The author's phylogenetic tree across all kingdoms, using ribosomal proteins, highlighting the new organism's (red) position as sister group between archaea and eukaryotes. Note how relatively deep the divergence (X-axis) is between bacteria at the bottoms, and all other life forms. |
One key analysis was to put this new organism into a phylogenetic tree, using the incredibly well-conserved sequences of the ribosomal proteins. The diagram above shows that the new organism, dubbed MK-D1, sits right at the threshold of the eukaryotic group, just as one would expect for an ancestor. It constitutes, to date and in molecular terms, the closest organism to eukaryotes that is not one itself. The diagram also shows, yet again, the vast molecular gulf between bacteria (at the very bottom) and archaea, which occupy most of the middle. While eukaryotes (top) are clearly a sister group of archaea, it is the divide between archaea and bacteria that is the most profound within the whole biosphere.
These new organisms are unexpectedly small- tiny, indeed. They are not the huge phagocytic amoeba that have often been imagined engulfing hapless bacterial partners about to be taken hostage. No, the methanogenic partners that are co-cultured by these researchers are far larger, by roughly ten-fold. But the new methanotroph has some interesting behaviors, such as putting out extensive cell projections and curious vesicles. It also has, as expected, a variety of genes that characterize eukaryotes, such as actin, profilin, Ras, G-beta like protein, TPR motifs, Zinc finger and HTH proteins, core transcription proteins like TFIIB, SMC, Ankyrin motifs, histones, SNARE-like proteins, signal recognition factor.
Micrographs of the new organism, MK-D1. Left is a high-magnification electron micrograph showing membrane vesicles budding off the main cell. Scale, 200 nm. Right is a scanning electron micrograph of two or three cells with dramatic projections emerging, plus some previously budded vesicles lying about. Scale, 1 micron. |
Of course, this organism exists now, a couple billion years after its imagined ancestor occured in a lineage that we speculate was related to one that led to eukaryotes. So it is a stretch to make this diagnosis of a transitional form.

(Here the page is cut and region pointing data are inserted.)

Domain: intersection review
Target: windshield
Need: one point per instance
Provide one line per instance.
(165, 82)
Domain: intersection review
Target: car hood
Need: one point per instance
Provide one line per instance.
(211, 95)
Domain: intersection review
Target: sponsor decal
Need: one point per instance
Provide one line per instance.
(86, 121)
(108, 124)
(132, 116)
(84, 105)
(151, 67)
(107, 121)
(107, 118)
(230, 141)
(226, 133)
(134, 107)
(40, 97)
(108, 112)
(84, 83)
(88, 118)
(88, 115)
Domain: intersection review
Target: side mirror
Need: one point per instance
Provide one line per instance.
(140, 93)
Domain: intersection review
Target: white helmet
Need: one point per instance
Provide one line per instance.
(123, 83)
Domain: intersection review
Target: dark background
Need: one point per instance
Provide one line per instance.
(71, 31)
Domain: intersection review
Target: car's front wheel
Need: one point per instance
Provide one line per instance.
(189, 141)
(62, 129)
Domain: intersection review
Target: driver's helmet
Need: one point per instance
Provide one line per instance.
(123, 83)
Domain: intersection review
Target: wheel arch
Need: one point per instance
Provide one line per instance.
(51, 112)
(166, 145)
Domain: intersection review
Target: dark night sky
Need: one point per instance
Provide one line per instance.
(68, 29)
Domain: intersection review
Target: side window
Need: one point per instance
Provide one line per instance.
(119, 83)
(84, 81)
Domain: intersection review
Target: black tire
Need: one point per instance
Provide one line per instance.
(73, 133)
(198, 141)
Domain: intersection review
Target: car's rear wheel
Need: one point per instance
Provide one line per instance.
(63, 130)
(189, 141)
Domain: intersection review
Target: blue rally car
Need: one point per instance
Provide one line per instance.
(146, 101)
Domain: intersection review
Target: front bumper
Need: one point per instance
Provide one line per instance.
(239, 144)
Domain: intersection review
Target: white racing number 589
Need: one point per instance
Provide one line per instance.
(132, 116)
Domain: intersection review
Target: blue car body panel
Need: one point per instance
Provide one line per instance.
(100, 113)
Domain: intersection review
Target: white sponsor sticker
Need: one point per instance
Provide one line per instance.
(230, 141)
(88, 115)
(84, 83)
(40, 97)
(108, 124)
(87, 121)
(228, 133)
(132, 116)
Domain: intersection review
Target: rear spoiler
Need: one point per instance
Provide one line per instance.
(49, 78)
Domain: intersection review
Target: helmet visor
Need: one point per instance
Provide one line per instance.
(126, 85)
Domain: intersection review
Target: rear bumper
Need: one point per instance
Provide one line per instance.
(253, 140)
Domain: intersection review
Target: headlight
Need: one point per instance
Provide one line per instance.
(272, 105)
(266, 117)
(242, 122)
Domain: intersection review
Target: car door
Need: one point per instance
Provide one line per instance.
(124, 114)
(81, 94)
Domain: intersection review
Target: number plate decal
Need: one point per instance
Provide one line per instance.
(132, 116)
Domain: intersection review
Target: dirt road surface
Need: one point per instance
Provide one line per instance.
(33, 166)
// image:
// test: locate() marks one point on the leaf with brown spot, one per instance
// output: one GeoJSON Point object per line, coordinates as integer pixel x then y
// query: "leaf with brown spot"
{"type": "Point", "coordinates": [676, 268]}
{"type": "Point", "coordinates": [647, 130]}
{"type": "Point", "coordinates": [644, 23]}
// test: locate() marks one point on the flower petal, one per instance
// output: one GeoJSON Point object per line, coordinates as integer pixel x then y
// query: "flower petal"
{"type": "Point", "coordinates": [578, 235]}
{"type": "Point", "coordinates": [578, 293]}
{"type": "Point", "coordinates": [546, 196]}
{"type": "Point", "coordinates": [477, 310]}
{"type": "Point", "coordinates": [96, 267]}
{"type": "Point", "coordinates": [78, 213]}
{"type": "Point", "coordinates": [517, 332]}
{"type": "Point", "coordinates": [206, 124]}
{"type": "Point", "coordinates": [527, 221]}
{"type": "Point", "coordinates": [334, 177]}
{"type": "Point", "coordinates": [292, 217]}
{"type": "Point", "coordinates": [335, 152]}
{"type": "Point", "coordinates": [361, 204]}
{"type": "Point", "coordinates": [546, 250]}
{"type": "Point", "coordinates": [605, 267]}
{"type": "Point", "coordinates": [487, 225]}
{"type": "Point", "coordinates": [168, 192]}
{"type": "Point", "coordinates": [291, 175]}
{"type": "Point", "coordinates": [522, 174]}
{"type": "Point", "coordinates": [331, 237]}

Except that relict forms seem to litter the biosphere, such as the stromatolites that still crop up in Australia, and the vast hordes of bacteria and archaea that remain the metabolic engines of the biosphere, in perpetual competition, yet also largely frozen in their lifestyles and roles.
When free oxygen was introduced into the biosphere by nascent photosynthesis, starting roughly two and a half billion years ago, the putative methane-exchanging organisms all needed extra partners to detoxify it, for instance bacteria which oxidize (using O2) organic compounds to CO2. This, finally, was the motivating force for the partnership with the true mitochondrion, which performs the same service today, providing enormous amounts of energy along the way. The transition from the loose partnership cultured by the current researchers to the one that truly gave rise to eukaryotes is a bit murky under their class of hypotheses, but there are other hypotheses that make a more direct job of it.